Metric Source Current Gap Impact
fix_rate SWE-EVO [2512.18470] Binary task success only High
evaluator_consensus TEAM-PHI (Agents4Science) Single LLM judge High
delegation_depth HDO (Agents4Science) No hierarchy verification High
handoff_quality Arize Multi-Agent No inter-agent transition High
rubric_alignment [2512.23707] No self-grading assessment High
coordination_topology Evolutionary Boids (Agents4Science) No breadth vs depth Medium
path_convergence Arize Phoenix No path efficiency Medium

Backlog — Known Issues

  • Delegation Tool Retry Exhaustion: delegate_synthesis exceeds PydanticAI’s max retry count of 3. The model repeatedly passes incorrect arguments (structured data instead of plain-text query, or invented parameter names like report instead of query), exhausting retries without a successful call. Blocks reliable sweep execution for the synthesiser composition. Potential mitigations: increase retry limit, add argument coercion at tool boundary, simplify delegation tool signature.

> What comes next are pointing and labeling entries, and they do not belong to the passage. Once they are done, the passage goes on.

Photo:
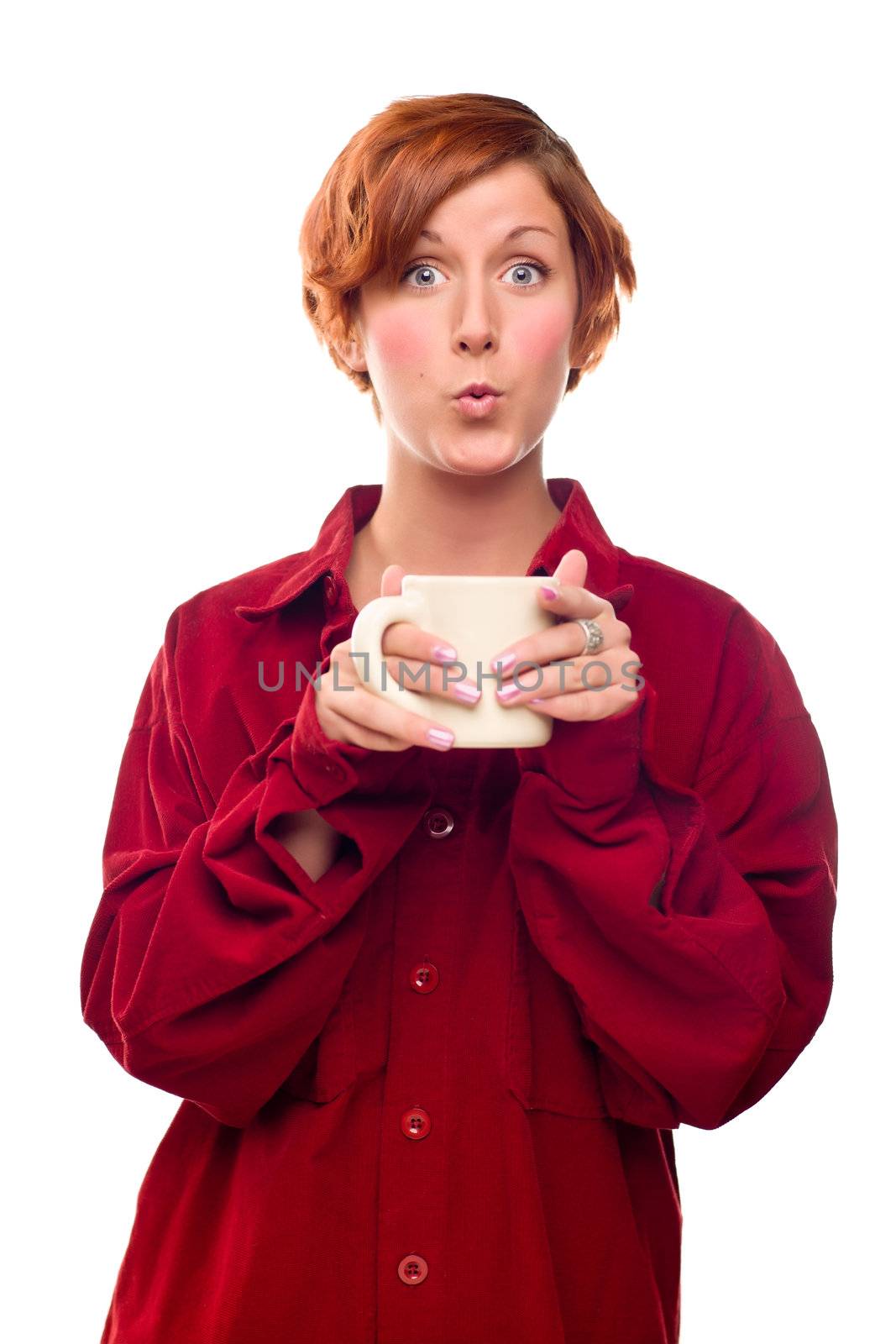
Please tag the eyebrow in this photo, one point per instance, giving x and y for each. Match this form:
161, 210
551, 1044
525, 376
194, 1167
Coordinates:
515, 233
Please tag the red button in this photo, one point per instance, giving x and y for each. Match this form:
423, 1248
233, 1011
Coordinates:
416, 1122
412, 1269
438, 823
425, 978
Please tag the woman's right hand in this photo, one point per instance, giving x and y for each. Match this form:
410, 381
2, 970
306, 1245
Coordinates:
367, 719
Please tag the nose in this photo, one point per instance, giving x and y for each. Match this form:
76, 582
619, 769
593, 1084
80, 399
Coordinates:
476, 329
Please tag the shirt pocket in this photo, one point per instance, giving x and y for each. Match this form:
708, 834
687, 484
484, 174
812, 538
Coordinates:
550, 1063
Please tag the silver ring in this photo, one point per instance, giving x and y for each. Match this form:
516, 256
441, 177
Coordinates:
594, 635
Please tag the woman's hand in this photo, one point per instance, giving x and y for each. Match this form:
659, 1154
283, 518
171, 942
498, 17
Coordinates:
356, 714
595, 685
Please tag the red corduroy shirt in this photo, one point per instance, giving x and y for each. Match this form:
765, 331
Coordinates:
432, 1095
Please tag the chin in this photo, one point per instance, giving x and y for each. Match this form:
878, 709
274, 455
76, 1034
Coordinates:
477, 454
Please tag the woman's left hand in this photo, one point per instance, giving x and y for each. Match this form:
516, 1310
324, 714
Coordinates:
587, 685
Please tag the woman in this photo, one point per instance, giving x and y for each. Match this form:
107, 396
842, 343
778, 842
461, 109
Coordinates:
436, 1014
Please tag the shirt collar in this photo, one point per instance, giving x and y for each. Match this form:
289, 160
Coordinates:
577, 528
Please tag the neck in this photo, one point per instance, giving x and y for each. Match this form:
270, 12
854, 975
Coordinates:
437, 522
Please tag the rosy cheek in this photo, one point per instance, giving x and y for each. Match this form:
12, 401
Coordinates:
540, 339
403, 340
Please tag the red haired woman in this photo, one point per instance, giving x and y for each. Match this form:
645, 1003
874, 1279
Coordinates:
434, 1015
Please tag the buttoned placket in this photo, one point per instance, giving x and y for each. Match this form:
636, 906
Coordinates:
417, 1101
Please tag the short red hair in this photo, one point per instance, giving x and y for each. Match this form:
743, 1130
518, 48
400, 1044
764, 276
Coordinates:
396, 171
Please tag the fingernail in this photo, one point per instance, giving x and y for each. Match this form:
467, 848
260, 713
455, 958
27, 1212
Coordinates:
441, 738
504, 662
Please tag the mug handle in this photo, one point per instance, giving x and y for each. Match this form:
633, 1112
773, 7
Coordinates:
367, 633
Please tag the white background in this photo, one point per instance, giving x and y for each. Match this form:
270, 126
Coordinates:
170, 423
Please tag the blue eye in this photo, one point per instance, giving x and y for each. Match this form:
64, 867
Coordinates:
528, 265
429, 270
426, 269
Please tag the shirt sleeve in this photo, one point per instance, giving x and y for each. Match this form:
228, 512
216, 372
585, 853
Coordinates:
694, 925
214, 960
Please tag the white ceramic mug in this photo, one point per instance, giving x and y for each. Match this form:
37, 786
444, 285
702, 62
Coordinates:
479, 616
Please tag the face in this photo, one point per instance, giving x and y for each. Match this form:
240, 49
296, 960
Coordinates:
474, 307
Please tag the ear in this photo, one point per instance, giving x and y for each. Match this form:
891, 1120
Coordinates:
352, 353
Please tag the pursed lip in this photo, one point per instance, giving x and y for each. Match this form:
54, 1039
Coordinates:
479, 390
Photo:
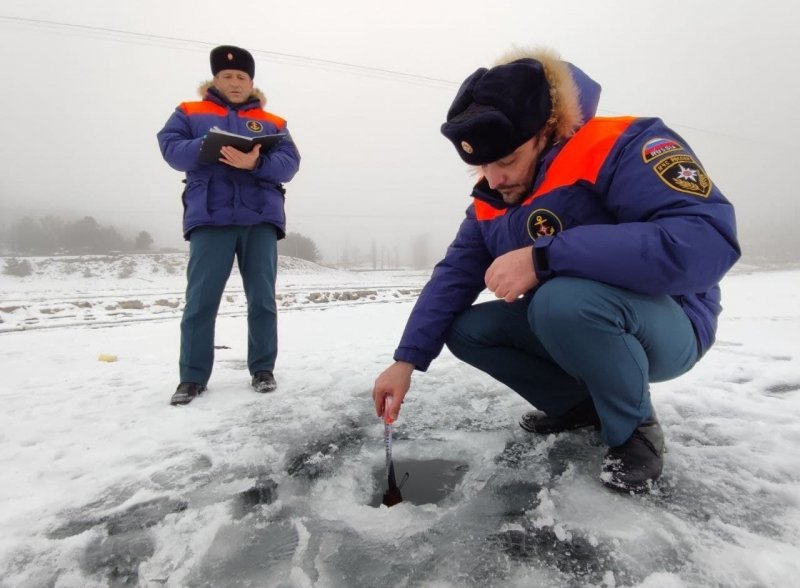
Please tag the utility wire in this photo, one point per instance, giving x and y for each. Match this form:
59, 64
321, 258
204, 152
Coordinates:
282, 57
309, 62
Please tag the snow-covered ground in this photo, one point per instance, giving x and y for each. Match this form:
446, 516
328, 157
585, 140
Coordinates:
105, 484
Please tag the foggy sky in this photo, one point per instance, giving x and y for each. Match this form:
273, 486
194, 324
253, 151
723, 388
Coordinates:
81, 105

  • Provider Token Limit Exceeded: Cumulative token count exceeds provider-configured total_tokens_limit during multi-agent runs, aborting execution. Example: Cerebras gpt-oss-120b exceeded its 60,000-token limit (actual: 66,165 tokens). Multi-agent compositions are particularly susceptible since each sub-agent delegation adds to the cumulative count. Potential mitigations: dynamic per-agent token budgeting, context summarization between delegation steps, provider-aware limit configuration in PROVIDER_REGISTRY.